A internet fez esta terça-feira 30 anos. Para quem nasceu, cresceu ou viveu nestes tempos compreende a forma absolutamente transformadora como este meio de comunicação entrou nas nossas vidas.

Grande parte do nosso dia-a-dia hoje, quer ao nível pessoal, quer ao nível profissional, é dependente de algo que não existia há 30 anos. Uma revolução comparável com as três revoluções industriais comumente assumidas.

Hoje estamos mais próximos, mais eficazes, mais rapidamente ligados à informação e mais capazes de facilmente produzir e guardar memória futura.

Mas nem tudo o que chegou com esta revolução será positivo, como em outros momentos comparáveis da história.
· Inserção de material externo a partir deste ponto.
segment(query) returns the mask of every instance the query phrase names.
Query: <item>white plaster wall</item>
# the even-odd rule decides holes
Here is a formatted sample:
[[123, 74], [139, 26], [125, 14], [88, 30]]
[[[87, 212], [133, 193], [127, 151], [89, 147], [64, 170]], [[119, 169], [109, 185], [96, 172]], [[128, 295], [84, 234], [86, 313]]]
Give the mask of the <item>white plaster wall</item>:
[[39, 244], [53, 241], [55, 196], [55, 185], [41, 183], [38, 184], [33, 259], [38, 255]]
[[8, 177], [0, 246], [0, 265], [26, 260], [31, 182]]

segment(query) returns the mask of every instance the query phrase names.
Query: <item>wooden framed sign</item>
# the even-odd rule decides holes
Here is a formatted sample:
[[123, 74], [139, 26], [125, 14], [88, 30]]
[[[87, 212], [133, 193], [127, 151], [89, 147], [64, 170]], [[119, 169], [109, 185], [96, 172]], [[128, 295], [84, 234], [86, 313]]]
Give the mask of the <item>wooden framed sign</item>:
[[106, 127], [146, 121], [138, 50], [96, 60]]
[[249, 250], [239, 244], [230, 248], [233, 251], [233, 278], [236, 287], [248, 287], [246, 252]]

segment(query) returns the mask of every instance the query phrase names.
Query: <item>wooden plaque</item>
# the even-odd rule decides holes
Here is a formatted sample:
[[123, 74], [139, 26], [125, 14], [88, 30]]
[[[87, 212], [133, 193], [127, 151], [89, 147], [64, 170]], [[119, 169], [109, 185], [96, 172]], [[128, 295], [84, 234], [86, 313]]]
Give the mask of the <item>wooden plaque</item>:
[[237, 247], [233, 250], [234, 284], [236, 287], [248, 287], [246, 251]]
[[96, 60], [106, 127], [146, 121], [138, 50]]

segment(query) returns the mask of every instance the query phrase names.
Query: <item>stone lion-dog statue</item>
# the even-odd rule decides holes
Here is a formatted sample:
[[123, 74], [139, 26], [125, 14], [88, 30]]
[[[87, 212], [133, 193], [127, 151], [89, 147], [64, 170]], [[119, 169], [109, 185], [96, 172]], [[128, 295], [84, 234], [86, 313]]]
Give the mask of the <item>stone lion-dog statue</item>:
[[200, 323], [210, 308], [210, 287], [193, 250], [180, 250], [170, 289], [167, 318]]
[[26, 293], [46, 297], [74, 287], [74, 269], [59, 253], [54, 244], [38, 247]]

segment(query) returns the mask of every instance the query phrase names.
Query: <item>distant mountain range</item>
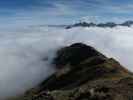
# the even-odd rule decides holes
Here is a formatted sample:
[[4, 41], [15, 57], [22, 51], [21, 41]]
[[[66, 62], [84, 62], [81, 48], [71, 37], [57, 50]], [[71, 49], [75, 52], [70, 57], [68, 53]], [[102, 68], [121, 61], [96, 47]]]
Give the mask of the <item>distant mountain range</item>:
[[79, 23], [75, 23], [73, 25], [68, 25], [66, 26], [65, 28], [66, 29], [71, 29], [73, 27], [103, 27], [103, 28], [113, 28], [113, 27], [116, 27], [116, 26], [127, 26], [127, 27], [130, 27], [133, 25], [133, 21], [125, 21], [121, 24], [117, 24], [115, 22], [106, 22], [106, 23], [98, 23], [98, 24], [95, 24], [93, 22], [90, 22], [90, 23], [87, 23], [87, 22], [79, 22]]

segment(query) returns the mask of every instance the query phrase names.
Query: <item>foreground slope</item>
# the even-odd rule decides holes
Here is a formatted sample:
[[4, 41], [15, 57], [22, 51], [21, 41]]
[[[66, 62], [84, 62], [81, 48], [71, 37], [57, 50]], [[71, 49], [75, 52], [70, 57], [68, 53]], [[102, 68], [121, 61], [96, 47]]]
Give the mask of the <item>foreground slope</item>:
[[75, 43], [53, 60], [57, 72], [9, 100], [133, 100], [133, 75], [115, 59]]

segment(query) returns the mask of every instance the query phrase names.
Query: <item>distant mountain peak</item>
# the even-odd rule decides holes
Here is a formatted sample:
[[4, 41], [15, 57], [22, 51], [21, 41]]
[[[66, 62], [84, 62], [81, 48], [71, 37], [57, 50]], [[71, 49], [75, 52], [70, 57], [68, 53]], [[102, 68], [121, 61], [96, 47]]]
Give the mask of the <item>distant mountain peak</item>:
[[73, 25], [68, 25], [66, 26], [66, 29], [70, 29], [70, 28], [73, 28], [73, 27], [102, 27], [102, 28], [113, 28], [113, 27], [116, 27], [116, 26], [127, 26], [127, 27], [130, 27], [133, 25], [133, 21], [132, 20], [128, 20], [128, 21], [125, 21], [121, 24], [118, 24], [118, 23], [115, 23], [115, 22], [106, 22], [106, 23], [93, 23], [93, 22], [85, 22], [85, 21], [82, 21], [82, 22], [79, 22], [79, 23], [75, 23]]

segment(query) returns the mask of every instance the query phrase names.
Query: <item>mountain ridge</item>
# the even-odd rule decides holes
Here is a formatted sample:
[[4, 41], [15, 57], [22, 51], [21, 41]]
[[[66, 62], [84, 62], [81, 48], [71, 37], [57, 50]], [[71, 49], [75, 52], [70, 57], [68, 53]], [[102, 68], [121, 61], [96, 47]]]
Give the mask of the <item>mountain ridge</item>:
[[126, 27], [130, 27], [133, 25], [133, 21], [132, 20], [128, 20], [128, 21], [125, 21], [121, 24], [117, 24], [115, 22], [106, 22], [106, 23], [98, 23], [98, 24], [95, 24], [93, 22], [90, 22], [90, 23], [87, 23], [85, 21], [83, 22], [79, 22], [79, 23], [75, 23], [75, 24], [72, 24], [72, 25], [68, 25], [67, 27], [65, 27], [66, 29], [71, 29], [71, 28], [74, 28], [74, 27], [101, 27], [101, 28], [113, 28], [113, 27], [116, 27], [116, 26], [126, 26]]
[[133, 73], [83, 43], [62, 47], [57, 71], [24, 95], [8, 100], [132, 100]]

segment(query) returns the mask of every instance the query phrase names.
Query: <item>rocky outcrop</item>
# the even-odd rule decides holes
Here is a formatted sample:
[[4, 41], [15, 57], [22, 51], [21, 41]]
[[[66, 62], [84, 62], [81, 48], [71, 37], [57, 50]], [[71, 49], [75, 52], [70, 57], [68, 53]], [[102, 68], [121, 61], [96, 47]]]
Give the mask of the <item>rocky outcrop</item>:
[[83, 43], [63, 47], [57, 72], [12, 100], [132, 100], [133, 74], [113, 58]]

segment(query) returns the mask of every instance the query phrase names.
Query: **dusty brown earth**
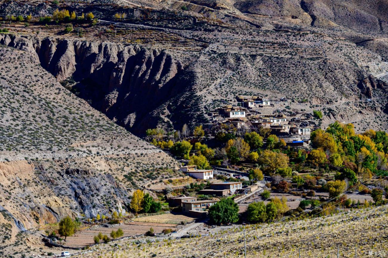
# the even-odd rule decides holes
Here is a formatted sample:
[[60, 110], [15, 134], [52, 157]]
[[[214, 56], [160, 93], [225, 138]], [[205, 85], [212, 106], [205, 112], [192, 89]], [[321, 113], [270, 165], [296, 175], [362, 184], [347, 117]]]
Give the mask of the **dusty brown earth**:
[[[283, 223], [246, 226], [247, 257], [367, 257], [369, 251], [386, 251], [386, 206], [350, 211], [333, 216], [291, 221]], [[192, 239], [171, 239], [148, 244], [144, 250], [139, 240], [125, 240], [94, 247], [76, 257], [93, 257], [113, 253], [127, 257], [244, 257], [242, 227], [225, 229], [217, 234]], [[146, 242], [146, 238], [144, 239]], [[189, 252], [189, 253], [188, 252]]]

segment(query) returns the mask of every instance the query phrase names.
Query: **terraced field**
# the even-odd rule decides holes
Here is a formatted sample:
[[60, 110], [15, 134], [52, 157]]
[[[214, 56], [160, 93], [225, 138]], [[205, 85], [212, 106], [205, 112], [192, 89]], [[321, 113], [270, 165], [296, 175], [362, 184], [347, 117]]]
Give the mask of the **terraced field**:
[[116, 231], [118, 229], [123, 230], [124, 237], [125, 237], [144, 234], [151, 228], [154, 229], [154, 232], [156, 234], [161, 233], [162, 231], [166, 229], [170, 229], [173, 231], [175, 230], [177, 224], [133, 222], [112, 227], [100, 227], [83, 231], [68, 237], [65, 245], [71, 248], [82, 248], [94, 244], [93, 237], [99, 233], [109, 236], [113, 230]]
[[[360, 210], [285, 223], [246, 226], [247, 257], [368, 257], [371, 251], [386, 252], [388, 207]], [[101, 255], [118, 257], [243, 257], [242, 227], [228, 229], [200, 238], [149, 241], [146, 250], [142, 241], [128, 239], [93, 247], [88, 253], [74, 257], [89, 258]]]
[[184, 215], [169, 213], [137, 218], [133, 220], [144, 223], [168, 223], [177, 225], [181, 224], [182, 222], [185, 223], [190, 222], [195, 220], [195, 218]]

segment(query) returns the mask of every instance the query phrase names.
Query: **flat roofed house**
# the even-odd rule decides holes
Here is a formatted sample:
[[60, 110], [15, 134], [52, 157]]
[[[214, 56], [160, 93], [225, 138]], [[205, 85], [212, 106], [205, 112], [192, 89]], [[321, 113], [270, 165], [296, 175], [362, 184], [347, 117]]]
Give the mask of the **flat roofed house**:
[[194, 178], [207, 180], [213, 178], [213, 171], [212, 169], [198, 169], [187, 173], [187, 175]]
[[182, 206], [182, 203], [192, 203], [197, 201], [196, 197], [185, 196], [175, 196], [168, 198], [168, 204], [171, 206]]
[[217, 203], [217, 201], [204, 200], [190, 203], [182, 203], [182, 211], [189, 213], [190, 211], [203, 211]]
[[270, 101], [269, 100], [263, 99], [257, 99], [256, 100], [246, 100], [244, 101], [242, 103], [242, 106], [244, 107], [248, 108], [262, 107], [271, 106]]
[[227, 189], [231, 193], [234, 194], [239, 189], [242, 189], [242, 183], [241, 182], [223, 182], [210, 184], [210, 189], [215, 190]]
[[291, 125], [271, 125], [270, 128], [272, 133], [289, 133], [291, 128]]
[[198, 192], [199, 194], [206, 195], [215, 195], [216, 196], [226, 196], [230, 193], [230, 190], [227, 189], [223, 189], [220, 190], [215, 190], [213, 189], [204, 189]]
[[310, 135], [311, 133], [311, 128], [310, 127], [294, 127], [292, 132], [300, 135]]
[[220, 114], [226, 118], [245, 117], [246, 109], [240, 107], [227, 106], [219, 109]]
[[267, 119], [255, 120], [252, 121], [251, 123], [254, 126], [262, 128], [269, 128], [272, 125], [272, 122]]
[[189, 165], [189, 166], [184, 166], [179, 168], [179, 170], [182, 172], [188, 172], [189, 171], [194, 171], [197, 170], [197, 166], [196, 165]]

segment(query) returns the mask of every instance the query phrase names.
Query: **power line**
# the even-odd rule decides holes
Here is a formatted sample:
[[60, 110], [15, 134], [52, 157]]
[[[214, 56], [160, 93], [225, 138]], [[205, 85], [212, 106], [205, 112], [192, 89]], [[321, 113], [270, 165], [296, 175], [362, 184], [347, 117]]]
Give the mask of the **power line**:
[[[381, 178], [381, 179], [380, 179], [380, 180], [378, 180], [378, 181], [377, 181], [377, 182], [375, 182], [374, 183], [374, 184], [372, 184], [372, 185], [375, 185], [375, 184], [377, 184], [377, 183], [378, 183], [378, 182], [380, 182], [380, 181], [382, 181], [382, 180], [384, 180], [384, 179], [385, 179], [385, 178], [386, 178], [386, 177], [384, 177], [384, 178]], [[352, 195], [350, 196], [350, 197], [346, 197], [346, 199], [345, 199], [345, 200], [346, 200], [346, 199], [349, 199], [349, 198], [350, 198], [350, 197], [352, 197], [352, 196], [354, 196], [354, 195], [356, 195], [356, 194], [358, 194], [358, 193], [356, 193], [356, 194], [353, 194], [353, 195]], [[332, 207], [333, 207], [333, 206], [335, 206], [336, 205], [336, 204], [333, 204], [333, 205], [331, 205], [331, 206], [329, 206], [329, 207], [327, 207], [327, 208], [326, 208], [325, 209], [324, 209], [323, 210], [322, 210], [322, 211], [323, 211], [323, 210], [327, 210], [327, 209], [329, 209], [329, 208], [331, 208]], [[309, 216], [308, 217], [307, 217], [307, 218], [306, 218], [306, 219], [307, 219], [307, 218], [310, 218], [310, 217], [311, 217], [312, 216], [313, 216], [313, 215], [310, 215], [310, 216]], [[278, 226], [277, 226], [277, 227], [279, 227], [279, 226], [280, 226], [280, 225], [279, 225]], [[248, 244], [247, 244], [246, 245], [249, 245], [249, 244], [253, 244], [253, 243], [254, 243], [255, 242], [256, 242], [257, 241], [258, 241], [259, 240], [262, 240], [262, 239], [263, 239], [263, 238], [261, 238], [261, 239], [257, 239], [257, 240], [255, 240], [255, 241], [253, 241], [253, 242], [248, 242]], [[228, 249], [228, 250], [227, 250], [227, 251], [229, 251], [229, 250], [230, 250], [230, 249], [232, 249], [232, 248], [229, 248], [229, 249]], [[242, 248], [242, 247], [241, 247], [241, 248], [238, 248], [238, 249], [236, 249], [236, 250], [234, 250], [234, 251], [233, 251], [233, 252], [232, 252], [232, 253], [235, 253], [235, 252], [236, 252], [237, 251], [238, 251], [238, 250], [240, 250], [240, 249], [241, 249]], [[227, 257], [227, 256], [229, 256], [229, 255], [230, 255], [230, 254], [229, 254], [229, 255], [225, 255], [225, 256], [223, 256], [223, 258], [224, 258], [224, 257]], [[356, 257], [357, 257], [357, 254], [356, 254]]]
[[[383, 171], [381, 171], [381, 172], [382, 172]], [[356, 189], [359, 186], [360, 186], [360, 185], [362, 185], [363, 184], [365, 183], [366, 182], [367, 182], [368, 181], [369, 181], [369, 180], [373, 180], [374, 179], [375, 179], [375, 178], [377, 178], [378, 177], [379, 177], [379, 176], [380, 176], [381, 175], [378, 175], [378, 173], [378, 173], [378, 174], [375, 175], [373, 177], [372, 177], [370, 178], [368, 178], [368, 179], [367, 179], [367, 180], [365, 180], [363, 182], [360, 182], [360, 184], [359, 184], [357, 185], [356, 185], [356, 186], [355, 186], [355, 187], [353, 187], [352, 188], [351, 188], [350, 189], [348, 190], [347, 191], [346, 191], [346, 192], [343, 193], [342, 194], [341, 194], [339, 196], [338, 196], [337, 197], [332, 198], [331, 199], [329, 199], [328, 200], [327, 200], [327, 201], [325, 201], [325, 202], [324, 202], [324, 203], [321, 203], [321, 204], [320, 204], [320, 206], [323, 205], [324, 205], [324, 204], [326, 204], [326, 203], [329, 203], [329, 202], [331, 201], [333, 201], [334, 200], [336, 199], [338, 197], [340, 197], [341, 196], [342, 196], [343, 195], [344, 195], [344, 194], [345, 194], [346, 193], [348, 193], [349, 192], [350, 192], [351, 191], [352, 191], [352, 190], [354, 190], [355, 189]], [[315, 210], [315, 209], [317, 208], [318, 208], [318, 206], [316, 206], [316, 207], [314, 207], [313, 208], [313, 209], [312, 210], [311, 210], [311, 211], [314, 211], [314, 210]], [[290, 215], [289, 216], [288, 216], [288, 217], [285, 217], [283, 218], [281, 220], [278, 222], [282, 222], [286, 220], [287, 220], [288, 218], [291, 218], [291, 217], [294, 217], [293, 218], [294, 218], [294, 219], [296, 219], [296, 218], [299, 218], [301, 216], [302, 216], [302, 215], [303, 214], [305, 213], [305, 212], [304, 211], [301, 211], [301, 212], [300, 212], [300, 213], [297, 213], [296, 215]], [[284, 222], [283, 224], [285, 224], [285, 223], [286, 223], [287, 222]], [[280, 225], [279, 225], [279, 226], [280, 226]], [[262, 227], [262, 226], [260, 226], [260, 227]], [[248, 232], [248, 233], [249, 233], [251, 232], [252, 231], [253, 231], [254, 230], [255, 230], [255, 229], [251, 229], [251, 230], [250, 230]], [[213, 252], [213, 251], [215, 251], [215, 250], [217, 250], [217, 249], [220, 248], [221, 247], [222, 247], [223, 246], [225, 246], [226, 245], [228, 244], [229, 244], [229, 243], [230, 243], [230, 242], [233, 242], [233, 241], [236, 241], [236, 240], [237, 240], [237, 239], [238, 239], [239, 237], [237, 237], [234, 238], [234, 239], [232, 239], [232, 240], [230, 240], [230, 241], [227, 242], [226, 243], [225, 243], [225, 244], [223, 244], [222, 245], [219, 246], [218, 247], [217, 247], [217, 248], [214, 248], [213, 249], [210, 250], [210, 251], [209, 251], [207, 253], [205, 253], [204, 254], [202, 254], [202, 255], [200, 255], [199, 256], [196, 256], [196, 258], [199, 258], [200, 257], [202, 257], [202, 256], [203, 256], [204, 255], [207, 255], [208, 254], [208, 253], [211, 253], [211, 252]]]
Pego, para o caso, nas redes sociais, na sua utilização e na recente vitória de Conan Osiris no Festival da Canção.

Não perderei uma palavra a discutir a valia do artista ou da sua obra, porque não é relevante para a discussão que pretendo levantar. Falo na aparente esmagadora rejeição do seu trabalho nas caixas de comentários, das notícias que se seguiram aos resultados.

Para muitos, hoje a rede social é um barómetro de aceitação e molde da ação de quotidiano. Mas se pararmos para perceber que apesar dos milhares de comentários (até) insultuosos, o cantor venceu esmagadoramente a votação do público, entenderemos que o protesto de teclado nem sempre corresponde à opinião da maioria.

É, aliás, cada vez mais evidente que a larga maioria de quem se dedica aos comentários nas caixas para o efeito das redes sociais, o faz para criticar negativamente, atacar de forma feroz e destruir olimpicamente.

Este efeito ganha uma outra expressão acrescida, quando supostos movimentos sociais e autoproclamados líderes dos mesmos, apelam ao povo português para que “acorde” e se junte ao coro de indignados. Mesmo que em causa esteja um concurso de televisão.

Terão parados os indignados para pensar que essa maioria silenciosa poderá ter opinião diversa ou até não ter opinião sobre a matéria por lhe ser indiferente?

Tenhamos a devida reserva e contenção quando analisarmos as reações nestes meios de comunicação. Dificilmente exprimem a vontade coletiva e só muito raramente mostram verdadeira tendência.

Paulo Lopes Silva, 31 anos, é Adjunto para a Cultura da Vice-Presidente da Câmara de Guimarães. Líder parlamentar da bancada do Partido Socialista na Assembleia Municipal de Guimarães, de que é membro desde 2009, ano em que foi candidato a presidente da Junta de Freguesia de São Sebastião. Licenciado em Engenharia Informática e Mestre em Engenharia de Sistemas pela Universidade do Minho. Foi Diretor Nacional de Organização do Partido Socialista entre 2011 e 2014.